The second tranche of the pension reform is still pending, which is subject to the fourth disbursement of the Next Generation funds. “We will deal with this saint in the summer,” said Gentiloni, who is confident that an agreement on the matter will be reached soon. Minister Calviño is also “optimistic” about this change: “I am sure we will reach an agreement. The pension system is the crown jewel of our welfare state and we want to make sure it works for the next 30 or 40 years,” he stressed.

At the moment, the deployment of recovery funds is “the main priority” of the Spanish government. “This is an unprecedented amount of resources and we must make the most of this opportunity to respond to the challenges ahead,” stressed Calviño. Among them will be the impact of the war in Ukraine on the European economy, one of the main debates this Monday at the meeting of eurozone ministers.

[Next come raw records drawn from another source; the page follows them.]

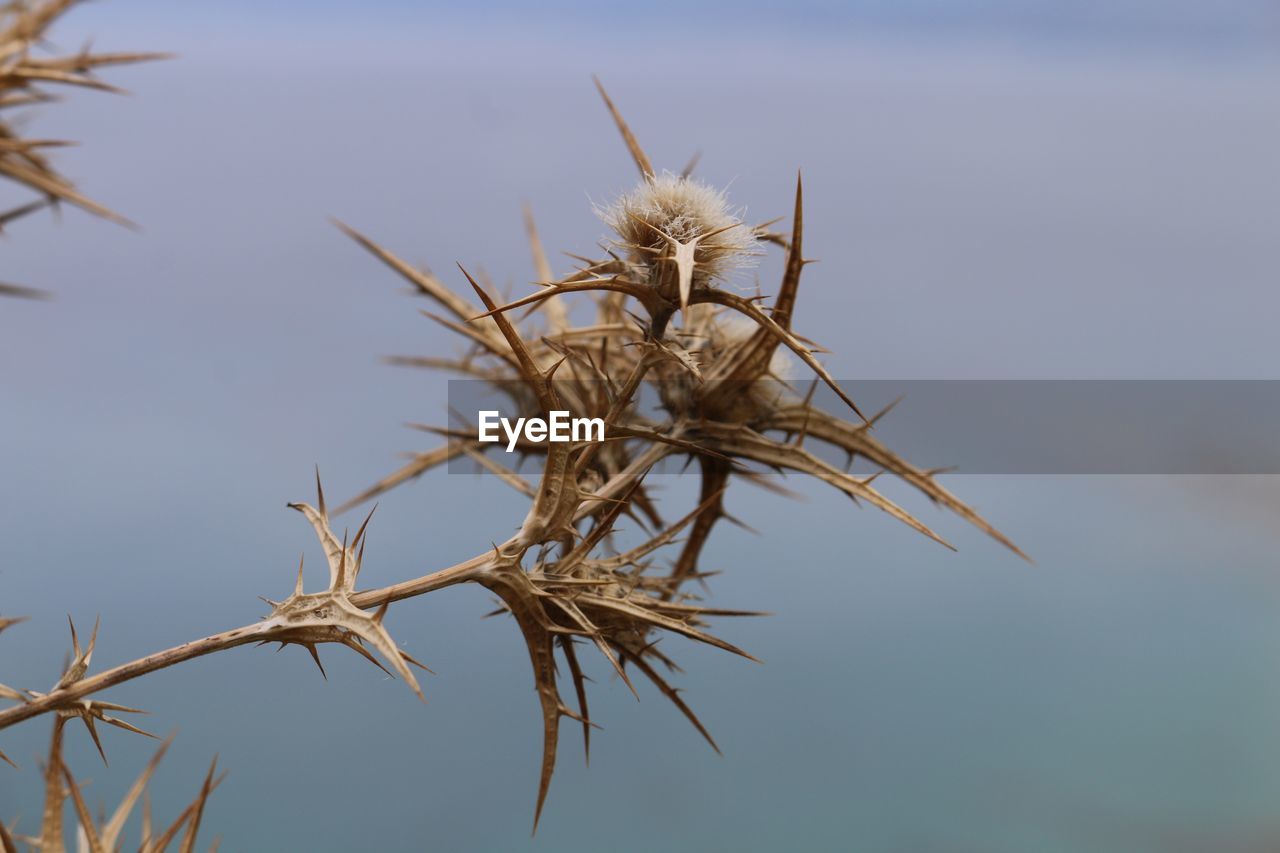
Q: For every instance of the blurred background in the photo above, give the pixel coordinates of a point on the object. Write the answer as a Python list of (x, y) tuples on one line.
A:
[(1008, 188)]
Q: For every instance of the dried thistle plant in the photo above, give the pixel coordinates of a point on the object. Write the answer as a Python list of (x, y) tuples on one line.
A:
[(26, 77), (562, 575)]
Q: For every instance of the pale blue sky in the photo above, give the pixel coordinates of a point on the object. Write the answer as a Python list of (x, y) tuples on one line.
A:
[(1032, 191)]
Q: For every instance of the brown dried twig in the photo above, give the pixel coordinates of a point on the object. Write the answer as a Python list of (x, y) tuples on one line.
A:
[(563, 576)]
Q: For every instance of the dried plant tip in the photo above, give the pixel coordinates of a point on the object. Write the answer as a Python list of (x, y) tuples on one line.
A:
[(680, 233)]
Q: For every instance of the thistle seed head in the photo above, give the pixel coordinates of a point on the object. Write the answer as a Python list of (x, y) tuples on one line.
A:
[(670, 211)]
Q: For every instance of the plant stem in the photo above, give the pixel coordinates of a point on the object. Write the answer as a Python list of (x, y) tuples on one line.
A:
[(259, 632)]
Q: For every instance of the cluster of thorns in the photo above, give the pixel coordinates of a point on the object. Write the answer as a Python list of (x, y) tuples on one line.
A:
[(664, 311)]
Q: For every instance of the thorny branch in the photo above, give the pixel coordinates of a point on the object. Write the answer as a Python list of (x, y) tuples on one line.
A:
[(563, 575)]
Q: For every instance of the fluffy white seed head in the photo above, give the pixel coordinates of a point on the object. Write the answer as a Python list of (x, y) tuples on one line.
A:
[(673, 209)]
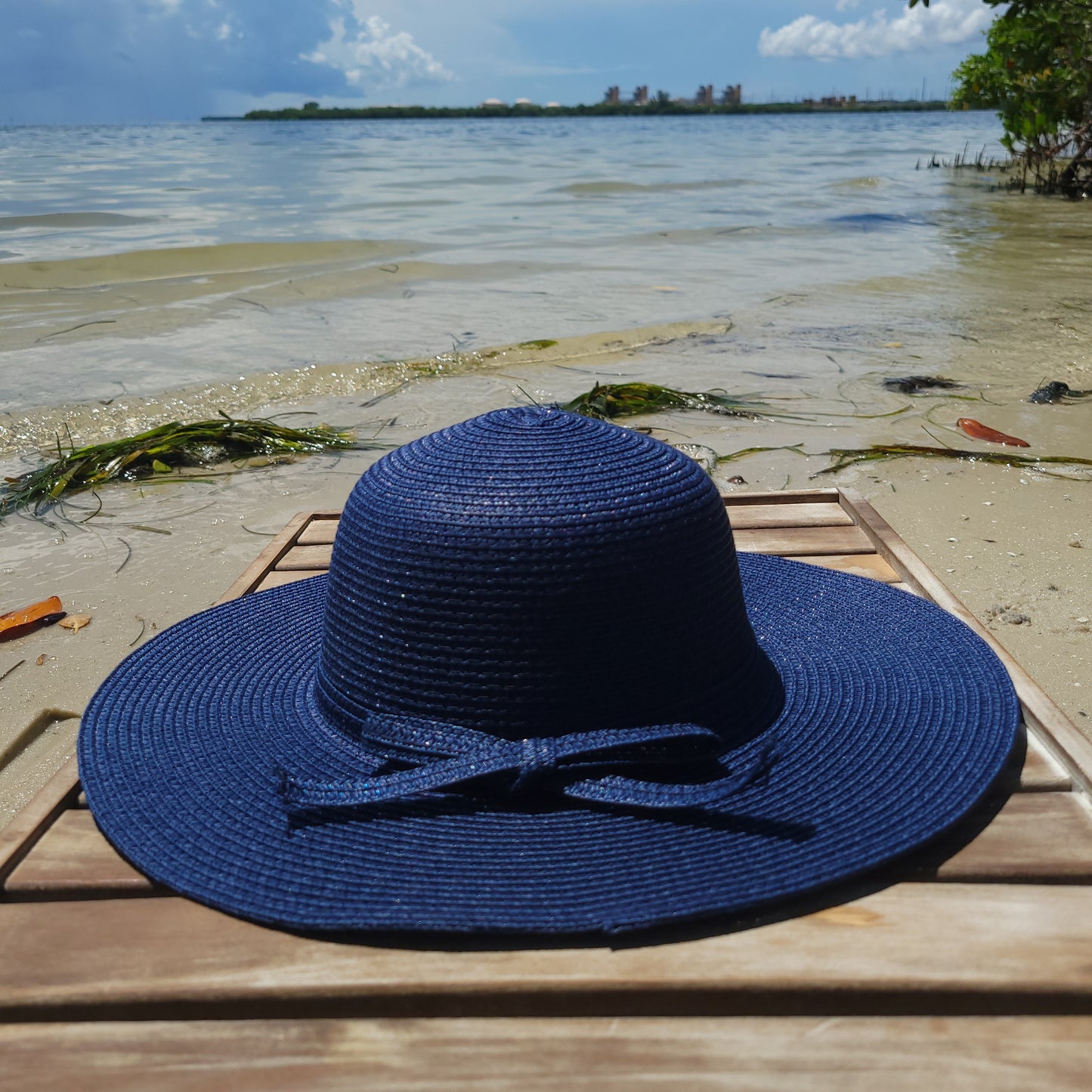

In this difficult context, the Spanish economy will be “one of the main drivers of the EU”, says Calviño. And it is that, as the first vice president pointed out, the main economic institutions predict significant growth for Spain. Part of that success has to do with “government-approved measures that have managed to bring inflation down over the past five months” to the lowest levels among countries with the common currency.